A radiated tortoise was presented to the Tongan royal family by the British explorer Captain Cook. It lived to the age of at least 188 years old!
The animal was called Tui Malila and appears in the photo below taken in 1953 when Queen Elizabeth and the Duke of Edinburgh visited the Tongan royal family.
Despite laws completely protecting the species, traffic in tortoises from the south coast of Madagascar to the capital continues. When caught, this tortoise emits high-pitched cries, sometimes for as long as an hour after capture. This loud noise would startle a predator and it would potentially give up.

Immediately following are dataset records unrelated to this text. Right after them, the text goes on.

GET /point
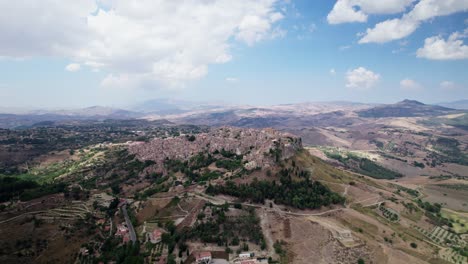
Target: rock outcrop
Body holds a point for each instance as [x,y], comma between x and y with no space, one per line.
[260,148]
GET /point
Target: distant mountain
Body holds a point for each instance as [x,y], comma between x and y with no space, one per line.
[163,106]
[95,112]
[40,117]
[405,108]
[460,104]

Available information indicates that the species has disappeared entirely from about 40% of its past range through a combination of habitat loss and exploitation, and that remaining populations have been severely depleted by recent and ongoing exploitation predominantly for domestic consumption; an overall population reduction of 80% over two past and one future generation is a conservative estimate
Domestic utilization of this species is the greater concern. Within Madagascar, the Mahafaly and the Antandroy, whose land covers the range of the Radiated Tortoise do not utilize the tortoise. They have a taboo against eating or touching the tortoises. However, large quantities of Radiated Tortoises are gathered by people from other areas of Madagascar who recently moved into this region, or by Malagasy people who are passing through. It, had been estimated that up to 45,000 adult Radiated Tortoises are harvested each year, information now suggests that the actual number is around 241,000 tortoises collected annually. Tortoise meat is especially popular around Christmas and Easter. Declared protected areas are insufficiently patrolled and resourced to deter large-scale collection right inside these nominal strongholds.